One G allele associated with modestly reduced PTPN2 expression and elevated autoimmune risk
The G allele of rs7234029 reduces PTPN2 expression, blunting the phosphatase's ability to dephosphorylate and inactivate JAK1/JAK3 and STAT1/STAT3/STAT5. As a heterozygote, one of your two PTPN2 alleles carries this regulatory change, resulting in intermediate TC-PTP activity. The consequence is a somewhat lower threshold for T-cell activation and a modestly elevated baseline inflammatory tone — particularly in the intestinal epithelium where PTPN2 regulates both barrier function and macrophage phenotype. The IBD association (OR=1.36 for CD in the largest meta-analysis) reflects this gut-specific function. The joint disease associations (RA at P=4.4×10⁻⁹; JIA at P=1.86×10⁻¹⁰) reflect the broader role of TC-PTP in keeping T-cell activation proportionate to immune challenge.
Two G alleles associated with the greatest reduction in PTPN2 expression and highest risk at this locus for Crohn's disease and inflammatory arthritis
Homozygous GG at rs7234029 represents the lowest-expression state for PTPN2 at this locus. With both alleles carrying the intronic regulatory variant, TC-PTP output is maximally suppressed compared to AA carriers. In intestinal tissue, this translates to reduced gut barrier integrity (through diminished PTPN2-dependent tight junction maintenance), a shift of macrophages toward the pro-inflammatory M1 phenotype, and sustained JAK/STAT signaling in response to microbial stimuli. In lymphoid tissue, T-cells show a lower activation threshold and generate more TNF-α, IFN-γ, and IL-17 per activation event. The IBD-specific finding that rs7234029 is associated with stricturing CD phenotype (B2, fibrotic narrowing of the bowel) rather than simply inflammatory CD suggests that chronic PTPN2-deficient inflammation promotes fibrogenesis in addition to acute immune activation.

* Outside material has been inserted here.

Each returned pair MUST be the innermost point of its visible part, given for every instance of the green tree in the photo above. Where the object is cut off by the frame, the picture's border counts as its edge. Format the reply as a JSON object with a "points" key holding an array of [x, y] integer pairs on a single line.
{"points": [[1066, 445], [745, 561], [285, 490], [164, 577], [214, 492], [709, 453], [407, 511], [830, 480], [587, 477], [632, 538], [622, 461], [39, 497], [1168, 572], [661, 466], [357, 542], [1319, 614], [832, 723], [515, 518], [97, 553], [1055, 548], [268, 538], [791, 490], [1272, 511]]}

The pharmacogenomic signal is clinically relevant for GG carriers who develop CD or RA. In a Heidelberg cohort, G allele carriers had 89.9% non-response to anti-IL-12/23 therapy vs 67.6% in non-carriers (p=0.005), suggesting that JAK inhibitors or anti-TNF biologics — which act directly on the hyperactivated PTPN2-pathway targets — may be more appropriate first-line choices than IL-12/23 inhibition. Validation in larger cohorts is ongoing, but this finding is worth raising with a gastroenterologist if CD is diagnosed.